Maraknya perceraian yang dilakukan di negeri ini, utamanya oleh para artis, merupakan salah satu tanda mulai sirnanya kesetiaan kepada pasangannya. Memang, dalam berumah tangga, akan banyak ditemukan ketidaksesuaian pada diri pasangan kita. Namun, hal itu adalah pekerjaan rumah yang harus diselesaikan dengan gemilang. Dan, di sinilah terletak alasan mengapa menikah diganjari dengan pahala yang berlimpah.
Sejatinya, ketika diri mau sedikit menurunkan ego, apa yang dialami atau dilakukan oleh pasangan kita, adalah representasi dari diri kita yang sebenarnya.
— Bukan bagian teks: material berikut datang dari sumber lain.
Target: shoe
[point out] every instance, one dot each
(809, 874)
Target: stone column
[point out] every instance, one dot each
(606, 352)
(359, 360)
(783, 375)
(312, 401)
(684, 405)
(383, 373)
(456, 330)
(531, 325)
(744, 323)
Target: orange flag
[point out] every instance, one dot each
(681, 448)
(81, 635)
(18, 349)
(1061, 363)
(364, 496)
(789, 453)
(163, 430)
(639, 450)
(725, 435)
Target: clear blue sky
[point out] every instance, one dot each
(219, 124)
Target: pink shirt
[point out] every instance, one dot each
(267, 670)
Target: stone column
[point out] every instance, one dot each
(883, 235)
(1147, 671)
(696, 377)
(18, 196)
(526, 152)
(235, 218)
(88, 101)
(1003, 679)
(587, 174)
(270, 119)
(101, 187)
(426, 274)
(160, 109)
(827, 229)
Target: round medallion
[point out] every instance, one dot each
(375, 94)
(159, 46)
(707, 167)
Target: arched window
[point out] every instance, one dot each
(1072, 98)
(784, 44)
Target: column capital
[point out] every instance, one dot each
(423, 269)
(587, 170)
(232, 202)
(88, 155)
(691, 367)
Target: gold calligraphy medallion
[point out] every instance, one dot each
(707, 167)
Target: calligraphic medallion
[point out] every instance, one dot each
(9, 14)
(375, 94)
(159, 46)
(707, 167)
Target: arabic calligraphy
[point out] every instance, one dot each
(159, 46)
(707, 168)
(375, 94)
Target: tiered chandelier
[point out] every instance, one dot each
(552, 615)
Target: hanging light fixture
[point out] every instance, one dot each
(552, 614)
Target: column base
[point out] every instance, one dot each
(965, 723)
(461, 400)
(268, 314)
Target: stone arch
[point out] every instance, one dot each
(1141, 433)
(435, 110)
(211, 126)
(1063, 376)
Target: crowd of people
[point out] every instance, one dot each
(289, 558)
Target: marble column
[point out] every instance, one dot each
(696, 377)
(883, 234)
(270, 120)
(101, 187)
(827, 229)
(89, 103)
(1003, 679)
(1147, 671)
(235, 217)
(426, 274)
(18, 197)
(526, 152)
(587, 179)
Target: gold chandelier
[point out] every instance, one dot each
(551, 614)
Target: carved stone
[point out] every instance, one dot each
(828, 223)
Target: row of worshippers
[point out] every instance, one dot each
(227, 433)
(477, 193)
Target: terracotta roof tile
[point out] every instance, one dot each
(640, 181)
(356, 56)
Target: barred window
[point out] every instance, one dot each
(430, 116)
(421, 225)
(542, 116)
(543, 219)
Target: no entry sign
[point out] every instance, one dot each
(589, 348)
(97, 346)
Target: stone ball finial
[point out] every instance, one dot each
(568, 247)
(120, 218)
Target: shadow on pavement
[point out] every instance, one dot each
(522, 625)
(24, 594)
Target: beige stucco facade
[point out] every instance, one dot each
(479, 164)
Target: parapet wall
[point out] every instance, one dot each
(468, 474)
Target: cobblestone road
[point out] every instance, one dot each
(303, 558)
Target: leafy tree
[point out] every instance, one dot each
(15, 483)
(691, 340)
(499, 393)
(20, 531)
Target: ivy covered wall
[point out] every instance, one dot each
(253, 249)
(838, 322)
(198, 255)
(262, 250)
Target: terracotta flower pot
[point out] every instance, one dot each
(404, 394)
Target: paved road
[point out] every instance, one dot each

Jikapun misalnya kita adalah orang baik, kemudian pasangan kita adalah orang yang belum baik, maka yang harus dilakukan adalah saling melengkapi, saling memperbaiki diri, dan seterusnya. Bukan saling menyalahkan, apalagi menghakimi bahwa diri adalah yang paling benar.
Dalam tahap ini, jika semua kita bisa mengusahakan kesetiaan kepada pasangan kita, insya Allah perceraian tidak akan terjadi, minimal bisa dikurangi angkanya. Tentu, kesetiaan yang dimaksud bukanlah kesetiaan buta. Tetapi kesetiaan dalam ketaatan kepada Allah, Rasulullah dan aturan-aturanNya.
Dalam sebuah kisah diterangkan, ada seorang suami yang telah menuju medan peperangan. Perang, dalam hal ini adalah cara terbaik untuk mempertahankan diri. Dengan gagah, pria ini menuju medan laga. Demi kebebasan, pria-pria itu rela meninggalkan keluarganya.
Di tengah kecamuknya perang, ketika pasukan tambahan baru saja tiba, tersiarlah kabar bahwa istri dari pria tersebut tengah mengalami penyakit kulit. Wajah cantiknya, berangsur berubah menjadi jelek, dan menjijikkan. Kabar yang diterimanya ini adalah pukulan telak. Lantas, atas ijin komandan pasukan, pria ini memutuskan untuk pulang dan menemani istrinya, hingga sembuh.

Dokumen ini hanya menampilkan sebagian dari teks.